Talk: Manideep Mamindlapally (July 07, 2022 at 1:00 PM, LNT Seminar room N2408)
Talks |
Unconditionally secure commitment over unreliable noisy channels
Manideep Mamindlapally
Indian Institute of Technology Kharagpur
Zoom Meeting:
Link: https://tum-conf.zoom.us/j/63632016037?pwd=WjJBczN2RSs5TnJJRThCYnEvaGhhZz09
Abstract:
Commitment is a classic two-phase cryptographic protocol. Here a committer encrypts a string and sends it to the receiver in the commit phase. The string is then revealed in the reveal phase to the receiver; such a verifier then accepts the string only if it matches the original one. It is well known that noisy channels offer a valuable resource to realise unconditionally-secure or information- theoretically secure commitment. The statistics of noisy channels, however, may be imprecisely characterised. Such unreliable noisy channels have been of active interest to the cryptographic community. In this work we study a wide range of unreliable channels; find out the regimes of parameters over which commitment is possible. We present new results for commitment throughput, i.e., commitment capacity for several channels. compoundness and elasticity.
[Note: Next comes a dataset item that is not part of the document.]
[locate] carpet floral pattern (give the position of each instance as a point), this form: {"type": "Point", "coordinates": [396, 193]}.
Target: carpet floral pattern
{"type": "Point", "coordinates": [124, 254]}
Over discrete alphabet, we complete the study on elastic channels, reverse elastic channels, compound channels and unfair noisy channels. The results bring to the fore an the interplay between two forms of unreliability compoundness and elasticity. Motivated by the interesting trends that have come to light, we propose and study an even more generalised “assymetric unfair noisy channels” for a wider perspective. We initiate a study over unreliable continuous channels too, by proposing and investigating commitment over “Gaussian unfair noisy channels.”
Biography:
Manideep Mamindlapally is currently pursuing (bachelor and master) dual degree with the Indian Institute of Technology Kharagpur, Kharagpur, India. His broad interest lies in theoretical computer science. He is currently interested in information theory, quantum information theory, quantum computation, and computational complexity.